The IMI 2014 Deferred Fund has agreed a £250m partial buy-in with the Pension Insurance Corporation (PIC), covering £250m of liabilities for around 1,200 fund members, 95 per cent of which are deferred.

PwC acted as lead transaction adviser for both the employer and the scheme, although the scheme also received actuarial advice from WTW, investment advice from Aon, and legal advice from Squire Patton Boggs.

IMI has now insured around £800m in sponsored liabilities with PIC since 2016, having completed five previous partial buy-in transactions with the insurer.

IMI group pensions manager and secretary to the trustee of the fund, Duncan Brown, also highlighted the transaction as a “huge step in the direction of our long-term de-risking objective of fully insuring our pension obligations”.

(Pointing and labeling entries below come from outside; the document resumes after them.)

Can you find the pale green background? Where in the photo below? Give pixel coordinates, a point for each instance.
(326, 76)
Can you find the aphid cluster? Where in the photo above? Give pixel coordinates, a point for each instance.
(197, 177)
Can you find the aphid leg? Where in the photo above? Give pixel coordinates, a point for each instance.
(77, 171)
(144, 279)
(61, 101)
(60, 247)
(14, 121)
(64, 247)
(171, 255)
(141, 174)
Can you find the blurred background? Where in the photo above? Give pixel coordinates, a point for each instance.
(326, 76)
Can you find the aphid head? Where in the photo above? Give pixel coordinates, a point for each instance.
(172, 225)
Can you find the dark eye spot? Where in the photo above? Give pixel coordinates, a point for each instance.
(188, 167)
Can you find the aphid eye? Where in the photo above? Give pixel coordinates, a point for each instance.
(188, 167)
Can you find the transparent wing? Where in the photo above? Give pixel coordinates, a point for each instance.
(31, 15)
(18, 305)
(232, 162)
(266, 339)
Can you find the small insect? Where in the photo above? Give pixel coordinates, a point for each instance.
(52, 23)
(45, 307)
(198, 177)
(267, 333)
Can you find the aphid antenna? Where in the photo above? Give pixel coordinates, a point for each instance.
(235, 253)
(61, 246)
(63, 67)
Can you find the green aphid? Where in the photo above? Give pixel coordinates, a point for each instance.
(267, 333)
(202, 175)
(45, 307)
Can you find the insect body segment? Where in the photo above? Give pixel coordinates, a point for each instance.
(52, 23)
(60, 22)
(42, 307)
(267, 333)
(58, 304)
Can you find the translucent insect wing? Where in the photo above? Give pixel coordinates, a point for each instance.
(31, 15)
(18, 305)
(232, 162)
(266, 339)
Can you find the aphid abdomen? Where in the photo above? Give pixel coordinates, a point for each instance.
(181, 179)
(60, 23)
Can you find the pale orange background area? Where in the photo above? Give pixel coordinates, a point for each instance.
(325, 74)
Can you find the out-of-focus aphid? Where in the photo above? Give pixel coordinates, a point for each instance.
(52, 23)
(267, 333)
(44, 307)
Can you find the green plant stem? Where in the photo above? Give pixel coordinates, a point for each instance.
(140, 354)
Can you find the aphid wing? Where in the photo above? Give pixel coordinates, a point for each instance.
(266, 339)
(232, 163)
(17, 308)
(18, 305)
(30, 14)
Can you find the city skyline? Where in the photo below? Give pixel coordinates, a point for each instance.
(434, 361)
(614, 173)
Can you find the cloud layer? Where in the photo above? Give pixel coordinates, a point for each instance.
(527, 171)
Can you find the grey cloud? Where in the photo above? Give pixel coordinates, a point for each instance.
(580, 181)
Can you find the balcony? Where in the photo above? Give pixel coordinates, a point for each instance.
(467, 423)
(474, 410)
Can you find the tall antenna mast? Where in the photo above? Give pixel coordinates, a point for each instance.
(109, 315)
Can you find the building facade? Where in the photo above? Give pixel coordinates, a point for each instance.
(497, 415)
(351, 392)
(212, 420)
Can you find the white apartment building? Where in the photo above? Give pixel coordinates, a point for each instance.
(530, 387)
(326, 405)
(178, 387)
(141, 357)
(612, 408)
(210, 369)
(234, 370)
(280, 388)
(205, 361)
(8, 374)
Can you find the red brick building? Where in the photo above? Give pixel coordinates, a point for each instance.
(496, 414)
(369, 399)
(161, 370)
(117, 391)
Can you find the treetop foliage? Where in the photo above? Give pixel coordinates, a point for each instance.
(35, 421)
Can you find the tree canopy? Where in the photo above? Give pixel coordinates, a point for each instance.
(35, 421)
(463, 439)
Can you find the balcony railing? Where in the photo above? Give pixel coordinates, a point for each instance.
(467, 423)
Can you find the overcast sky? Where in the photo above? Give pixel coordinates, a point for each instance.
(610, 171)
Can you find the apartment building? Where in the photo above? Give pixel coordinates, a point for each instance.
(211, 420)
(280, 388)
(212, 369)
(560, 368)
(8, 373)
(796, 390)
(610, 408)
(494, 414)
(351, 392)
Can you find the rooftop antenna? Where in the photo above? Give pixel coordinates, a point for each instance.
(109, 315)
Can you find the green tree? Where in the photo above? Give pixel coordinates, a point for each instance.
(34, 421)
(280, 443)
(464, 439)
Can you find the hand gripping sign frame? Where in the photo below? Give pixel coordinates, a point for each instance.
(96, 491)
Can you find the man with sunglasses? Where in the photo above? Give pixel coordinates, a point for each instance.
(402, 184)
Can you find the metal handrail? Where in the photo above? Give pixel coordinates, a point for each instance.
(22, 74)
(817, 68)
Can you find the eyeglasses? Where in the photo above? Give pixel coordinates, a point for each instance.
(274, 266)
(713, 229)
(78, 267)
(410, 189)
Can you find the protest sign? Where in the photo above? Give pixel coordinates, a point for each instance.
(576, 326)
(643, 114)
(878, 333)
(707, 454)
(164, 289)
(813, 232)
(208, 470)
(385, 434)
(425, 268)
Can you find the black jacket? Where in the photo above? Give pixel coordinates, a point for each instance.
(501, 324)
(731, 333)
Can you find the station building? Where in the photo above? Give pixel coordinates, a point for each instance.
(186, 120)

He stated: “We have now insured close to 80 per cent of our UK defined benefit pension obligations over the last decade, securing the benefits for our members and substantially eliminating uncertainty around costs and cash for IMI plc as corporate sponsor of these obligations.

“We’re delighted that we have been able to complete another transaction with PIC, who have once again been flexible and innovative in their approach. We have consistently been impressed with PIC’s focus on customer service.”

PIC head of pricing, Tristan Walker-Buckton, commented: “IMI is a client that we have worked very closely with over several years and we are naturally proud to have been able to complete this transaction with them.

“A key aspect of this transaction is the very high proportion of deferred members and insuring them required close collaboration with the trustee. IMI are a very good example of how a first-class de-risking exercise should be run and the trustee should be congratulated on the execution of their plan.”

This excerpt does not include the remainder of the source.